Plus d’un lecteur trouvera peut-être que j’aurais pu me dispenser d’extraire un aussi long passage, et qu’au lieu de donner ce fragment bizarre, j’aurais pu en présenter le résumé du premier coup et à peu près en ces termes : Les livres de la Pradjñâ pâramitâ sont consacrés à l’exposition d’une doctrine dont le but est d’établir que l’objet à connaître ou la Perfection de la sagesse n’a pas plus d’existence réelle que le sujet qui doit connaître ou le Bôdhisattva, ni que le sujet qui connaît ou le Buddha. Telle est en effet la tendance commune de toutes les rédactions de la Pradjñâ ; quelle que soit la différence des développements et des circonlocutions dont s’enveloppe la pensée fondamentale, toutes aboutissent à la négation égale du sujet et de l’objet.
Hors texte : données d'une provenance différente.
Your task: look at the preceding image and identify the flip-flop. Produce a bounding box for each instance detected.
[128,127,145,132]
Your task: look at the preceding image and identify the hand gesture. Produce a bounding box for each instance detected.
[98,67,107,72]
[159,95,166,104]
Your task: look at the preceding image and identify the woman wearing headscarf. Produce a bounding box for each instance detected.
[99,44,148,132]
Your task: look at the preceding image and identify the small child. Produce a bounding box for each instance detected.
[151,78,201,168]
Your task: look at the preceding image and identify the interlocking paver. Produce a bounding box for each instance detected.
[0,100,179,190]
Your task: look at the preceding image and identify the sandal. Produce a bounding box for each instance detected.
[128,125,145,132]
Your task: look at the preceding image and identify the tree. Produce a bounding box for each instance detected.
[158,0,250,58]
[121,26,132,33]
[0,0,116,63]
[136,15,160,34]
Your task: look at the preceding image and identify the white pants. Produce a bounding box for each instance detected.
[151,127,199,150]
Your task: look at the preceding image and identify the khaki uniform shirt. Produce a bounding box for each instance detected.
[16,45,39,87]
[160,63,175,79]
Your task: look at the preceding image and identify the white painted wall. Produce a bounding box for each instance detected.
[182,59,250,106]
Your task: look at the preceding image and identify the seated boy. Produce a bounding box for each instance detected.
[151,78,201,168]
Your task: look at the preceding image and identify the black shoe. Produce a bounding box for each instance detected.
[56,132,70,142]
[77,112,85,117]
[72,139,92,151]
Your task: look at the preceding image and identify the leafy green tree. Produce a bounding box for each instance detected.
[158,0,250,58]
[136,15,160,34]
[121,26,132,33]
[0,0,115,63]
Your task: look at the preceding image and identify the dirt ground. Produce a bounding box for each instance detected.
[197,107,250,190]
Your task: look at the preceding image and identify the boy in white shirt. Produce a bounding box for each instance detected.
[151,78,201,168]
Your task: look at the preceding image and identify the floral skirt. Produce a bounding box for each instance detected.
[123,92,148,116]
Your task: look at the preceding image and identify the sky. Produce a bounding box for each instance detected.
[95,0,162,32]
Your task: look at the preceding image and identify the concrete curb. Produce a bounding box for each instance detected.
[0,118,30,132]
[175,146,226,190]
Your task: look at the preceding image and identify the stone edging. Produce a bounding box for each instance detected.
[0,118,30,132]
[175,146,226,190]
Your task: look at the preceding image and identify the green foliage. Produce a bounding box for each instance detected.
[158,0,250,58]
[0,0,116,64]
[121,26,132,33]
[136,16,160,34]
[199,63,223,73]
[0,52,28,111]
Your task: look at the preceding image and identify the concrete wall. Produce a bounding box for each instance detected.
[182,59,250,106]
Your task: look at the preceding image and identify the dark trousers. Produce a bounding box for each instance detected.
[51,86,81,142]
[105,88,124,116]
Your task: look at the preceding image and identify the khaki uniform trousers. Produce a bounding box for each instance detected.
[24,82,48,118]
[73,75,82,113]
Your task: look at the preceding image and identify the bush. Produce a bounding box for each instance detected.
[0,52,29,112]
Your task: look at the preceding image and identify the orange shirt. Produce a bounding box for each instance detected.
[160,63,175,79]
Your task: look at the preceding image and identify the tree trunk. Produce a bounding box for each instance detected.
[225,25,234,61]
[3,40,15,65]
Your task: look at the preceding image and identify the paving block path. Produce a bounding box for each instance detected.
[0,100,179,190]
Mais je prie le lecteur de remarquer qu’il s’agit moins ici d’exposer dans tous ses détails la métaphysique de la Pradjñâ que de déterminer, autant que cela est possible, la place que ce recueil occupe dans l’ensemble des livres du Népâl. Or il n’est personne qui après la lecture d’une portion du passage précité, ne puisse aussitôt apprécier la distance qui sépare la métaphysique des Sûtras de celle de la Pradjñâ. Il est clair que dans ce dernier ouvrage la doctrine est parvenue à tous ses développements, jusqu’à ne pas reculer devant l’absurdité de ses conclusions ; tandis que dans les Sûtras la métaphysique, engagée d’ordinaire dans la morale, en est encore à ses premiers essais. Aussi douté-je fort que dans aucun Sûtra (je parle de ceux que je crois les plus anciens), il fût possible de rencontrer une proposition comme celle-ci : « Le nom de Buddha n’est qu’un mot, » et comme celle-ci : « Le Buddha lui-même, ô respectable Subhûti, est semblable à une illusion, les conditions du Buddha elles-mêmes sont semblables à une illusion, semblables à un songe[1]. » La spéculation peut, sans doute, arriver par une suite de raisonnements jusqu’à la négation du sujet considéré sous sa forme la plus élevée ; mais il est difficile de croire que Çâkyamuni fût devenu le chef d’une réunion d’ascètes destinée plus tard à former un

  1. Vinaya sûtra, f. 136 b, d’après la Pradjñâ pâramitâ.